霊は何も出来ない。まったく怖くないけど一番怖いのは生きた人間のすることだ。
マイケル・マイヤースが次々と暗闇で人を狩る。
実に恐ろしい雰囲気を醸し出していた。
前段の事件から15年後のハロウィンの夜、施設を抜け出したマイケルがむかったのは、生き別れた妹のもと。
自殺した母の墓標を動物の屍でかざり妹をめざす。
いったい何がしたいのか?
徐々に追い詰められていく妹のローリー・ストロード。
廃屋での攻防はまさに手に汗握るものであった。
同じ遺伝子を持ちながら、彼女のとる行動はマイケルと対極にある。
惨劇の原因は、マイケルの先天的な遺伝ではなく生い立ちの影響が大きいのだという製作者の主張を感じた。

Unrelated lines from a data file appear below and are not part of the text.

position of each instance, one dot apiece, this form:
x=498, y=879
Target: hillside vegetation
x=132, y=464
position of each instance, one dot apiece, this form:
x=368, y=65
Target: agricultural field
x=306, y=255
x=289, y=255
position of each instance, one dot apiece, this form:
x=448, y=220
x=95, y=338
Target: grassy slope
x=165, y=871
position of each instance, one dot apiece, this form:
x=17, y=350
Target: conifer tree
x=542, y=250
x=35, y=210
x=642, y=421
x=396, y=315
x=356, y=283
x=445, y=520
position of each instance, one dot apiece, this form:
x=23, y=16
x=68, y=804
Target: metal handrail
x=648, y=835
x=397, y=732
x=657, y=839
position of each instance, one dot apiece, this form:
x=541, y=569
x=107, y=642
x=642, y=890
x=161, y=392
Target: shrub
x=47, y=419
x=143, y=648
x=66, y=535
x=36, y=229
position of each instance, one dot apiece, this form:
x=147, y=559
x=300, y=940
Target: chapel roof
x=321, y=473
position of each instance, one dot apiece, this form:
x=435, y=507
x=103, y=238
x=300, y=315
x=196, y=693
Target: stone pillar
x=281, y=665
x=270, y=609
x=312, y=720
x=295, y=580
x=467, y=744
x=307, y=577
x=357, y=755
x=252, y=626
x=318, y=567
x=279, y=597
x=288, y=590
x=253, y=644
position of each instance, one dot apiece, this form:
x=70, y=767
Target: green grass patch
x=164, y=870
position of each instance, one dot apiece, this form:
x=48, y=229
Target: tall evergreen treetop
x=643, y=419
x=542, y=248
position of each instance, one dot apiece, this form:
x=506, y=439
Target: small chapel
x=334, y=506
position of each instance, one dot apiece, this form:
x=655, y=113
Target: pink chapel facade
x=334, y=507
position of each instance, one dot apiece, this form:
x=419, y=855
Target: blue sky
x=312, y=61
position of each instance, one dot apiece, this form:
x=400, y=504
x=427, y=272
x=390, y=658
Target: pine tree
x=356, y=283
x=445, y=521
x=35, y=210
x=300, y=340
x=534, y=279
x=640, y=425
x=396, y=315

ひどい殺人者ではあるけれど、哀しさを感じさせられたのである。
哀しさ80%の所以である。
【音楽】
特に印象に残ったのは、ナザレスの “Love Hurts”。
スローバラードが見事にはまっていた。
ほぼ全編がホラーな中で唯一の場面ではなかったか?
ときどき流れる ブルー・オイスター・カルトの The Reaper も雰囲気を盛り上げていた。
使われていた曲は昔の曲ばかりで新曲なし。
そういえば、最近の映画音楽はオリジナルが少ない気がする。
で、少し調べてみた。
2007年は JUNO/ジュノのサントラが全米アルバムチャートの1位を記録した。
が、シングルヒットはなし。
昔は、映画のサントラからの大ヒットが多かったけど最近の曲は思いつかない。
2000年のチャーリーズ・エンジェル “Independent Women” から無い様だ。
タイタニックのように映画大ヒット、主題歌も大ヒットというパターンが次に起きるのはいつだろう。